All this is typical for genre-defying musician and performance artist Arca, who is originally from Venezuela and lives in Barcelona. Celebrated for her groundbreakingly progressive style and unapologetic gender nonconformity, Arca is widely known in the industry and has collaborated with Kanye West, Björk, FKA twigs and Rosalía. The music video for “Prada/Rakata” was released in November 2021, ahead of Arca’s quadruple album drop. Like all things Arca, it is ambitious and shatters gender conventions in spectacular fashion. On top of that, we also encounter imagery that evokes the climate crisis several times throughout “Prada/Rakata”.

This might be surprising considering the intense focus on trans empowerment and sexual emancipation in both the video and the song’s lyrics. Still, several shots suggest a tangential connection to climate issues: The scene described in the beginning with its infernal wasteland; that’s one. Another one shows Arca in a laboratory, surrounded by cows forced to walk on a conveyor belt. Later, we see a stack of dead or at least distressed people, again in a fiery and electronic setting.
It’s an interesting question to ask where to place this dystopian world. Is this the future we’re all facing if we fail to handle the climate crisis? If you look directly at the sites of the climate emergency like large-scale slaughterhouses or the forest fires that we’ve seen all over California and Australia. In that case, Arca’s vision doesn’t look that unrealistic. Or could it be a metaphor for the dystopia that genderqueer people live and have lived through every day of their lives? We can’t answer this question, and that’s the point.
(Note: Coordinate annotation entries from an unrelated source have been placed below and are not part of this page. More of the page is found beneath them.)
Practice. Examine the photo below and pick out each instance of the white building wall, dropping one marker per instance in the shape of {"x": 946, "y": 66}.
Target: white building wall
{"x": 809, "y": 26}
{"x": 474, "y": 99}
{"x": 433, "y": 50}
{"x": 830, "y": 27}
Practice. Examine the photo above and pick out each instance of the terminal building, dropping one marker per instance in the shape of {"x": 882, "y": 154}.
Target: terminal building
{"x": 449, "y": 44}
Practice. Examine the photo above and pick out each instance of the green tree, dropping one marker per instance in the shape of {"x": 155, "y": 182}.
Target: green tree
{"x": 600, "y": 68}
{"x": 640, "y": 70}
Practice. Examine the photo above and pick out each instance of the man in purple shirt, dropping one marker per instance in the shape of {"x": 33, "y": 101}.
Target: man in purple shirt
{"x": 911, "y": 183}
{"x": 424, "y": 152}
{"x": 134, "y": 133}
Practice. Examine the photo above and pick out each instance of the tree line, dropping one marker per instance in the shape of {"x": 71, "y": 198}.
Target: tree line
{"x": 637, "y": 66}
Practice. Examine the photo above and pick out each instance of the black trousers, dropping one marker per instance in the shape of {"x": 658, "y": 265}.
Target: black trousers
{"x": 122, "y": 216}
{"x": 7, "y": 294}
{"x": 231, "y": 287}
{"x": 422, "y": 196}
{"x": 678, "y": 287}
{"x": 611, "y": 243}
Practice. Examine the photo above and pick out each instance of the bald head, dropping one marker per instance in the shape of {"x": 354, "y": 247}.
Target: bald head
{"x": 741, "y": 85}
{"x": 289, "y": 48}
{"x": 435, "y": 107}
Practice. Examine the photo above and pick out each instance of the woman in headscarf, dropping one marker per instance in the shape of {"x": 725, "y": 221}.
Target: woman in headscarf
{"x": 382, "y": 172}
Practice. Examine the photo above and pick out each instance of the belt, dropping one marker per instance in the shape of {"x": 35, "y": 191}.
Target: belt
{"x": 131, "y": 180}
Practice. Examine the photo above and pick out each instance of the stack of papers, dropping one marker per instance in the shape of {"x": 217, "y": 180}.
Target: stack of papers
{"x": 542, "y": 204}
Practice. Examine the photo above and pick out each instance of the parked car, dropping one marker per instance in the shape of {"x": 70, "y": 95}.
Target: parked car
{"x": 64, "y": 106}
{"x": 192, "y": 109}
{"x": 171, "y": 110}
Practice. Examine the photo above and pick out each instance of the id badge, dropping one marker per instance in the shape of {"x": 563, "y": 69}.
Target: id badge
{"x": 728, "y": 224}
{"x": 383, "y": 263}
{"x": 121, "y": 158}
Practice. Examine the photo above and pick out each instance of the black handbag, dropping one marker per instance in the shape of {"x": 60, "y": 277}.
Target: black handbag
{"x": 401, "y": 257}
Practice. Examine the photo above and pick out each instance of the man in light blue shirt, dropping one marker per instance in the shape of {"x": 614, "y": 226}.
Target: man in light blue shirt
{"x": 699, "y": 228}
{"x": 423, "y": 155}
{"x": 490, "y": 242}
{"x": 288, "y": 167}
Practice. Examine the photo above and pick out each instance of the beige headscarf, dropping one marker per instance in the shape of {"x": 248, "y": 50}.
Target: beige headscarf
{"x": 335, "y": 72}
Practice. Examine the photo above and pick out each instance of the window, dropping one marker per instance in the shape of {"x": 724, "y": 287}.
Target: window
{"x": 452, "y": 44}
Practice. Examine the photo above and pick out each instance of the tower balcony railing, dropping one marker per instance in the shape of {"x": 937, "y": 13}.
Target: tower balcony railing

Arca presents a clear answer to the vision of climate apocalypse she presents: Herself or rather, her technologically enhanced self. For her, the answer lies in transhumanism or posthumanism. In one shot, we see the word ‘posthuman’ lasered into a metal plate next to the word ‘second puberty’ – a term often used as a synonym for gender transitioning. As a philosophical concept with strong ties to feminism, transhumanism is the belief that humanity is meant to change and improve through technology.
One branch of this is post-genderism, meaning the dismantling of the gender binary and the patriarchy through neuro- and biotechnology. In an interview with Dazed, Arca explains why this idea doesn’t seem alien to her at all. As a trans woman, technology in the form of hormone replacement therapy is a primary way to battle gender dysphoria. Transhumanism isn’t scary or unknown, because by embracing technology, it has “saved her life”.
On Twitter, she lovingly refers to herself and her fans as mutants, showing her deep appreciation of the tools she has available to express her identity. Interestingly, Arca doesn’t seem to suffer from her environmentally ravaged surroundings in “Prada/Rakata”. Rather, she seems completely unbothered and above them, with good reason. From first-hand experience, she knows the transformative power of technology.
Still, it would be a reach to argue that “Prada/Rakata” is proposing the same trust in technology to solve climate issues. Too strong is the transgender imagery that gives a clear direction on how to interpret what’s on-screen. What’s left is a shared vocabulary of the apocalypse. Considering that feminists are saying loud and clear that the patriarchy and its related ideologies of expansion, competition and toxic masculinity are widely responsible for the climate crisis, this is no surprise. The shared vocabulary of apocalypse stems from a shared root cause: Patriarchy.
Through technology, Arca has found a way to transcend the hellscape of heteronormativity. For the hellscape that is the climate emergency, it could do the same, yet only time will tell. But can we afford to wait, and see? How many apocalypses do we need before we tackle the problem at its roots and dismantle the patriarchy? In “Prada/Rakata”, Arca tells us to go out, to be feminist, and to be unapologetic in standing up for ourselves, no matter the hostile environment around us. Then, good things will follow.